The Singular Spectrum Analysis (SSA), also known as the ‘Caterpillar’ method for reasons explained below, is a model-free technique for time series analysis. The ideas for the caterpillar methods were independently developed in the USSR and the USA.

Singular Spectrum Analysis (SSA) is a non-parametric technique used to analyse and forecast time series data. It is a powerful method that combines elements from classical time series analysis, multivariate statistics, and signal processing. SSA can decompose a time series into a set of interpretable components, each having a meaningful interpretation.

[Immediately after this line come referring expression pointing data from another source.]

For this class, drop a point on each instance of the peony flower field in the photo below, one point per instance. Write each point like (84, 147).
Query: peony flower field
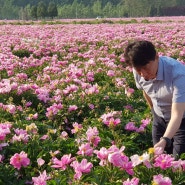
(69, 109)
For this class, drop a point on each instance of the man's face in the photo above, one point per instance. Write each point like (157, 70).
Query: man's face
(149, 71)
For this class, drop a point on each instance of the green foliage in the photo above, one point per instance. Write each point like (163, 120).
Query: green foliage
(81, 9)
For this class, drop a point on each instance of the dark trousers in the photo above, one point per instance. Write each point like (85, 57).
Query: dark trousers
(178, 141)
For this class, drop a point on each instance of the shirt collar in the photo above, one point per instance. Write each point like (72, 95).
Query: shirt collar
(160, 70)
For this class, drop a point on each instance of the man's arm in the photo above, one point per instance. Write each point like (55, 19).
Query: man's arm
(148, 99)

Singular Spectrum Analysis (SSA) is a rather general time series method used for decomposition, trend extraction, periodicity detection and extraction, signal extraction, denoising, filtering, forecasting, missing data imputation, change point detection, and spectral analysis. The method is model-free and nonparametric, making it well suited for exploratory analysis of time series.

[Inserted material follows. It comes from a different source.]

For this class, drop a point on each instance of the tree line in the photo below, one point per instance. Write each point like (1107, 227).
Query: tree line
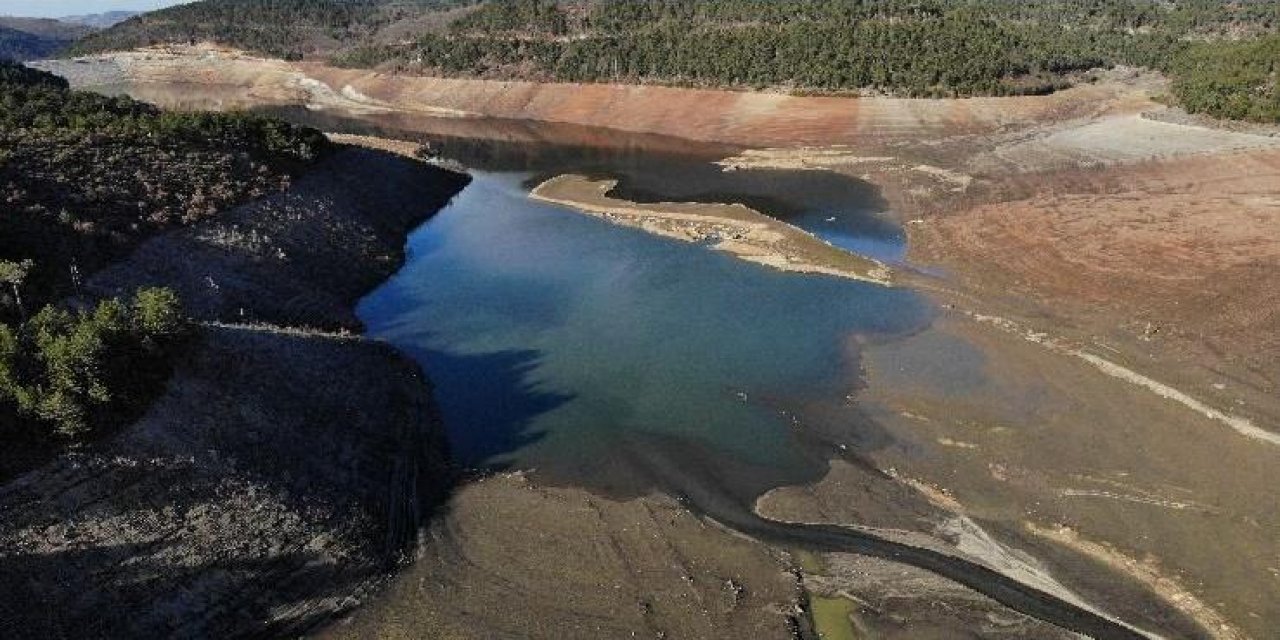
(909, 48)
(85, 179)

The main steps in Singular Spectrum Analysis (SSA) include embedding, Singular Value Decomposition (SVD), Grouping and Reconstruction.

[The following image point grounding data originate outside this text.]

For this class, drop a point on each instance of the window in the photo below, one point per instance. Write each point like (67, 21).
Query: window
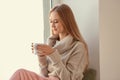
(21, 23)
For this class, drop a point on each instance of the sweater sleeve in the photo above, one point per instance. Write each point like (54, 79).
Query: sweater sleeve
(74, 67)
(43, 60)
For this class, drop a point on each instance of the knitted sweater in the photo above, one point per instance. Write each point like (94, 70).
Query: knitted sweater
(67, 62)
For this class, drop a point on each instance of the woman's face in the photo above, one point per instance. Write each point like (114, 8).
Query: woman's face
(55, 23)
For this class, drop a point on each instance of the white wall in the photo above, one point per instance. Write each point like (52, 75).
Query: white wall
(109, 39)
(86, 14)
(21, 22)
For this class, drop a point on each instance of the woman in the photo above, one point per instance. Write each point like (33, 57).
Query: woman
(65, 56)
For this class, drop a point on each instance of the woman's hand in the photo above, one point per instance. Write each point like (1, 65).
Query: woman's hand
(43, 49)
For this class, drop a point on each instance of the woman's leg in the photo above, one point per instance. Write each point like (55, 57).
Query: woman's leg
(23, 74)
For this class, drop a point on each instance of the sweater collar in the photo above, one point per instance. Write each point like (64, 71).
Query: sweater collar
(64, 44)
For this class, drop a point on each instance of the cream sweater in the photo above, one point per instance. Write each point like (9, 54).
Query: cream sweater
(67, 62)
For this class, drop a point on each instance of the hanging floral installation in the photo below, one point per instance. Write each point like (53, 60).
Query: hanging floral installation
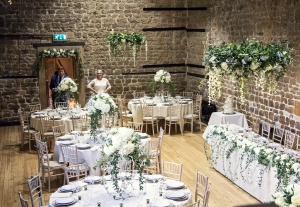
(123, 44)
(246, 62)
(56, 53)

In the **embedding step,** the time series is transformed into higher dimensional space by forming a *trajectory matrix *** X**. This is done by dividing the time series into

*overlapping segments of equal length*(the length of these vectors is called the window length L), called lagged vectors; the segments are then arranged as columns of the trajectory matrix.

The resulting matrix is a **Hankel matrix**, named after Hermann Hankel, in which each ascending skew-diagonal from left to right is constant.

**Singular Value Decomposition (SVD):** Next, Singular Value Decomposition is applied to the trajectory matrix. SVD is a technique that decomposes a matrix into the product of three other matrices: an orthogonal matrix (U), a diagonal matrix (Σ), and the transpose of another orthogonal matrix (V). The diagonal elements of the Σ matrix are called singular values and are arranged in descending order. The columns of the U and V matrices are called left and right singular vectors, respectively.

The singular values and their corresponding left and right singular vectors are used to construct a set of Principal Components (PCs) and their associated time series, known as Elementary Series (ES). The PCs are computed as a product of the trajectory matrix and the right singular vectors, while the ES are obtained by projecting the original time series onto the left singular vectors.

The result of the trajectory matrix X decomposition is a decomposition of the matrix into matrix components: X = X1 + … + Xd.

**Grouping: **once the expansion X = X1 + … + Xd has been obtained, the grouping procedure partitions the set of indices {1,..,d} into m disjoint sets I1,…, Im and for each subset, the matrix Xi corresponding to group i is defined as simply sum of the component matrices that constitute the group.

The result of grouping X = Xi_1 + … + Xi_m.

The grouping of the PCs and ES can be made according to the features they represent, such as trends or periodic components. The grouping can be done using various criteria, such as variance contribution or visual inspection of the time series.

**Reconstruction:** this is the final step where each of the matrixes in the decomposition Xi_1,…, Xi_m is transformed back to the form of the input object X — the form of time series. This step is called diagonal averaging, where the matrices are transformed into one-dimensional time series. The resulting time series components can be used for further analysis, such as trend extraction, noise reduction, or forecasting.

To recap, the whole process looks like this.

Back to the NeurIPS2019 paper ‘Multivariate Singular Spectrum Analysis and its Variants’ — the paper was accompanied by Time Series Prediction Database (tspDB) enabling predictive functionality for a collection of time series in SQL and, more importantly, the release of mSSA open source Python package.

The package is very easy to run (see mSSA jupyter notebook example) and allows producing both point and probabilistic forecasts (caveat: probabilistic forecasts use normality assumption, so if you need better-calibrated forecasts, you might want to calibrate them after using conformal prediction).